According to the Seattle Times, Washington State ranked 12th in the nation—up from 27th last year—for average monthly growth in bankruptcy filings between 2007 and 2008, with bankruptcy filings up 40% year-over-year.
How is this related to real estate? You can probably guess…
Across the state, declining home values and tighter credit have added a new twist to the old story of families bankrupted by medical bills, divorces or job losses. Experienced attorneys say they’ve never seen so many filers with houses.
In some cases, those filing for bankruptcy bet on real-estate investments at just the wrong time. An engineer acquired more than $4 million in property. One schoolteacher took out mortgages to buy five houses.
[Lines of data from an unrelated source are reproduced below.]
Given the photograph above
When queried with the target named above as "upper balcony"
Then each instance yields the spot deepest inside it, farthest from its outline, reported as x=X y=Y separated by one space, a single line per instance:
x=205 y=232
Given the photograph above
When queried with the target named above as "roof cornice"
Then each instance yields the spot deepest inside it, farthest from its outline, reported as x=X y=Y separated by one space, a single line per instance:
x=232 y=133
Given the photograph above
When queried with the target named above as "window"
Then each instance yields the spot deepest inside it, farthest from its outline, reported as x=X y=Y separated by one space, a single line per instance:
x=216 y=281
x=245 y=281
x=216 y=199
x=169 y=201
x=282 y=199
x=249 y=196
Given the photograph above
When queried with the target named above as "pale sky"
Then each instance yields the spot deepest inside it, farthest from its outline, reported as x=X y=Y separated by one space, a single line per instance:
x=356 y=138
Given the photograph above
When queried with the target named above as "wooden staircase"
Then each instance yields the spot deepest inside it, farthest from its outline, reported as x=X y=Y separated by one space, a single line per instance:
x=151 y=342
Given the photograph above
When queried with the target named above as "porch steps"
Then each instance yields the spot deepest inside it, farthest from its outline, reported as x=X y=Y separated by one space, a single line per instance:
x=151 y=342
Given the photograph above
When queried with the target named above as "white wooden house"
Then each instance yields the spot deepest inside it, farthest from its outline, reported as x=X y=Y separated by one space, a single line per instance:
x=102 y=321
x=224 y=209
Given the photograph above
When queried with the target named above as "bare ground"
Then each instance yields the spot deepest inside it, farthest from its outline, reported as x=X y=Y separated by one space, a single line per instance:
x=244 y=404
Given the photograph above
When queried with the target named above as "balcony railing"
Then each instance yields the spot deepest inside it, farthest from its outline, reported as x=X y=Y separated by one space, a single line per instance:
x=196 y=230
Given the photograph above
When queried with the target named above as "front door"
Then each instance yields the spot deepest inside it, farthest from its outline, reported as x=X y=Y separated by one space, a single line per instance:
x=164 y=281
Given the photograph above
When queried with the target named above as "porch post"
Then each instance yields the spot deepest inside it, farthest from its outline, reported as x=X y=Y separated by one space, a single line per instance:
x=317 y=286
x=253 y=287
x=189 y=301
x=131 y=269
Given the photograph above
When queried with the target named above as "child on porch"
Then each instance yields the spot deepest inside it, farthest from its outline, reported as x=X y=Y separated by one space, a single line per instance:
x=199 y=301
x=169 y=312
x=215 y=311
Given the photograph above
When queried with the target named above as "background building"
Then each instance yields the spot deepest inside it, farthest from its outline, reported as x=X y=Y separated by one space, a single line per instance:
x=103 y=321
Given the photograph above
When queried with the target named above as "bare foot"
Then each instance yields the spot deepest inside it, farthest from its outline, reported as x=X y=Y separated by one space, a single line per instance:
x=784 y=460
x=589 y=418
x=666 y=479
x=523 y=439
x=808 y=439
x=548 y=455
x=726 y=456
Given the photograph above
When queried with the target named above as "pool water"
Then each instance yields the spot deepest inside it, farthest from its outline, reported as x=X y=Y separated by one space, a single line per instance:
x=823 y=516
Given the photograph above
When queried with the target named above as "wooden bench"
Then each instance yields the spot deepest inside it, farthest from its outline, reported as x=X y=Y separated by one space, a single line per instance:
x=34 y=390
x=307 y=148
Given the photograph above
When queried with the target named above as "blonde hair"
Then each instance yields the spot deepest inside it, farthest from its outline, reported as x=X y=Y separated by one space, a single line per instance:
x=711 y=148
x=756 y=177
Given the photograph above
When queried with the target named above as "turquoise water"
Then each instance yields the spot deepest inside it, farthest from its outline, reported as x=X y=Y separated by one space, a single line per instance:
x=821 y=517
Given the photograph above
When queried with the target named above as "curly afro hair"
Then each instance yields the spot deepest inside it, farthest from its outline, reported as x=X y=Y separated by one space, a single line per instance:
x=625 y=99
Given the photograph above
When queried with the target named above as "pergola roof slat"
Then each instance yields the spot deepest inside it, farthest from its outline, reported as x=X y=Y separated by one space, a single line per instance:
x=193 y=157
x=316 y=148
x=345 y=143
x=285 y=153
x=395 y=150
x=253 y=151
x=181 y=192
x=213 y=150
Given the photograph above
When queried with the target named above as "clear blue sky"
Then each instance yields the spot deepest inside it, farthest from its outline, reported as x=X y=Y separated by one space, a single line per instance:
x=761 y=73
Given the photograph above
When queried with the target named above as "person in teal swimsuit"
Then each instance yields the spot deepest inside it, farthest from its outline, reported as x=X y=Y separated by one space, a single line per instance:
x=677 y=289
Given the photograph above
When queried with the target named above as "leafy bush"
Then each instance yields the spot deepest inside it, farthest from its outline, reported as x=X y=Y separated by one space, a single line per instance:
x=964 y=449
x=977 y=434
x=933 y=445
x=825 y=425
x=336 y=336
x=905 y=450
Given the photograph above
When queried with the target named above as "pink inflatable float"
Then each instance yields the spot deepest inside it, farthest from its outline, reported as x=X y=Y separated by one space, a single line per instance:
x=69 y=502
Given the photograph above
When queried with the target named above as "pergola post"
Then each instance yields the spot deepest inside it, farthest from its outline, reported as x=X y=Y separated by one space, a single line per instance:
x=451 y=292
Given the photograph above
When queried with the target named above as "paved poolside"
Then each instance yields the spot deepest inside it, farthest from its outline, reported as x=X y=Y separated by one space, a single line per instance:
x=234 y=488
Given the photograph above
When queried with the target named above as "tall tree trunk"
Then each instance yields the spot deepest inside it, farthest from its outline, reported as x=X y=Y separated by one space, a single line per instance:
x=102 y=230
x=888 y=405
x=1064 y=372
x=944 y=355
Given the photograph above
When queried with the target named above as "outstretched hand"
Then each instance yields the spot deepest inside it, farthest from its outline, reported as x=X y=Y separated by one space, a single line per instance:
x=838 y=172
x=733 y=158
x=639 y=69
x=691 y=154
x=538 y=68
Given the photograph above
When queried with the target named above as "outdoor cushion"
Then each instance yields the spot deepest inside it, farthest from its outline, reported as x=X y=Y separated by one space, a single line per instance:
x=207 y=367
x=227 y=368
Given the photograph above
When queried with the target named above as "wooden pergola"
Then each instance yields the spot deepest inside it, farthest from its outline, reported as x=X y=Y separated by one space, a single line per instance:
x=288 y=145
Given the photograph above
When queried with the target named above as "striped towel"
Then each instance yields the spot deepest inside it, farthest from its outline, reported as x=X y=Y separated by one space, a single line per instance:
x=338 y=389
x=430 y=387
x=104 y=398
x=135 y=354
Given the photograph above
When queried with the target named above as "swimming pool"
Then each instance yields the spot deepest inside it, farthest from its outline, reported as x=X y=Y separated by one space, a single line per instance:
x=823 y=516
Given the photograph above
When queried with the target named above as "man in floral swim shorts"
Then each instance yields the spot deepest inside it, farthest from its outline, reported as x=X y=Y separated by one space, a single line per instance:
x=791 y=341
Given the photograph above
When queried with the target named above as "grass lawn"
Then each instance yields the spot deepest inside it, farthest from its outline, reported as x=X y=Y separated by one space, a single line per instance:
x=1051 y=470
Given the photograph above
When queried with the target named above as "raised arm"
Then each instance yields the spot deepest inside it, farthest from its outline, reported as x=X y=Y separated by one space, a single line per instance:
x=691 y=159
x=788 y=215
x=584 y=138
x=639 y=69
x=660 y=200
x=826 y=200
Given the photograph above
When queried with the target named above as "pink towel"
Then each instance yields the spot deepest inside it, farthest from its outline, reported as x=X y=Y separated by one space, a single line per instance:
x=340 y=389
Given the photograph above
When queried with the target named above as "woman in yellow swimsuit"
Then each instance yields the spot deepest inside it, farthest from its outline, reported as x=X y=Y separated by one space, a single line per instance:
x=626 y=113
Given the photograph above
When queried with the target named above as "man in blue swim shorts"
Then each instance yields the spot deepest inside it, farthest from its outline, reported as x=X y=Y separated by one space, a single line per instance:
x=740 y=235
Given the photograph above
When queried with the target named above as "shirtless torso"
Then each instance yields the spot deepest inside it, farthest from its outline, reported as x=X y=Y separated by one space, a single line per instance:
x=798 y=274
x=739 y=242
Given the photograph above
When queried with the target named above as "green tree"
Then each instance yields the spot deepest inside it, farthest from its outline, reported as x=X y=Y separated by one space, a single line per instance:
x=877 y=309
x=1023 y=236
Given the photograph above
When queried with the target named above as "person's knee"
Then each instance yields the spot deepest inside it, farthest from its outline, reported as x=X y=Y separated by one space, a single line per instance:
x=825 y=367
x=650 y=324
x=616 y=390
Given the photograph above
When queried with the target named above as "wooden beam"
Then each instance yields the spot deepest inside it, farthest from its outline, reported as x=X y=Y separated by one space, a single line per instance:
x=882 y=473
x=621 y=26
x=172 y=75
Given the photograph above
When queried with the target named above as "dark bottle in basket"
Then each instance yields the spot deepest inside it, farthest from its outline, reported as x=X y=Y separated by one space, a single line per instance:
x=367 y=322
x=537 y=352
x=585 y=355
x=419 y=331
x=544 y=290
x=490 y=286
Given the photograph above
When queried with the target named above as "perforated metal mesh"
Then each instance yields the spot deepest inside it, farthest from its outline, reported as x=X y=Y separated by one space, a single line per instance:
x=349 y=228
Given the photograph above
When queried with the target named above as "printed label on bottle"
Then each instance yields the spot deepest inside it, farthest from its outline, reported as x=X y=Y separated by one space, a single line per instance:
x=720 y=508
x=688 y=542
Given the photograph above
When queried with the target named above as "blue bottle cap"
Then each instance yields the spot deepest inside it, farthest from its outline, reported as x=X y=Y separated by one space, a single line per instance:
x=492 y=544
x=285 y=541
More common are those who faced insurmountable increases in mortgage payments when their teaser interest rates jumped, say bankruptcy attorneys. By then, the real-estate market had dropped and they couldn’t sell their homes. They include retirees, nurses, teachers and software engineers.
Count among them the Ruedas, who like many first-time buyers in the recent housing boom, relied on 100 percent financing with an adjustable rate to buy their three-bedroom rambler.
Said Ruedas: “It was the American dream, right?”
The family profiled in the Times article bought a home in Auburn in 2005 for “a little more than $200,000” on a pair of $12 an hour incomes. They put zero down and got two mortgages (80/20), both adjustable-rate.
This is exactly the kind of dangerous loan situation that was disturbingly common during the boom years, since everyone mistakenly believed that the real estate market would be hot hot hot forever and ever, and hey, you can always just refinance later, no big deal.
Turns out it was a big deal.
In a somewhat related tale, I was digging around on the Snohomish County records and thought I’d share the anonymous history of one of one property I’m researching.
Bought for $320,000
Mortgage of $256,000 – 30-year, 80% LTV
Acquired a $32,000 HELOC
Refinanced to a new 30-year mortgage for $353,180
Equity withdrawal to the tune of $40,000 in an additional 15-year mortgage
Refinanced to a new mortgage at for $459,000
30-year adjustable-rate fixed for 2 years at 7.625%
Notice of Trustee Sale received.
Behind more than $15,000(!) in monthly payments.
$454,955 owed on loan.
Foreclosure finalized. Property now bank-owned.
Listed by bank for $400,000.
No bites, price lowered to $360,000. Bank now nearly $100k underwater.
Situations just like these have played out and are playing out all across the Puget Sound with surprising frequency. I have seen many, many properties with similar histories in my research.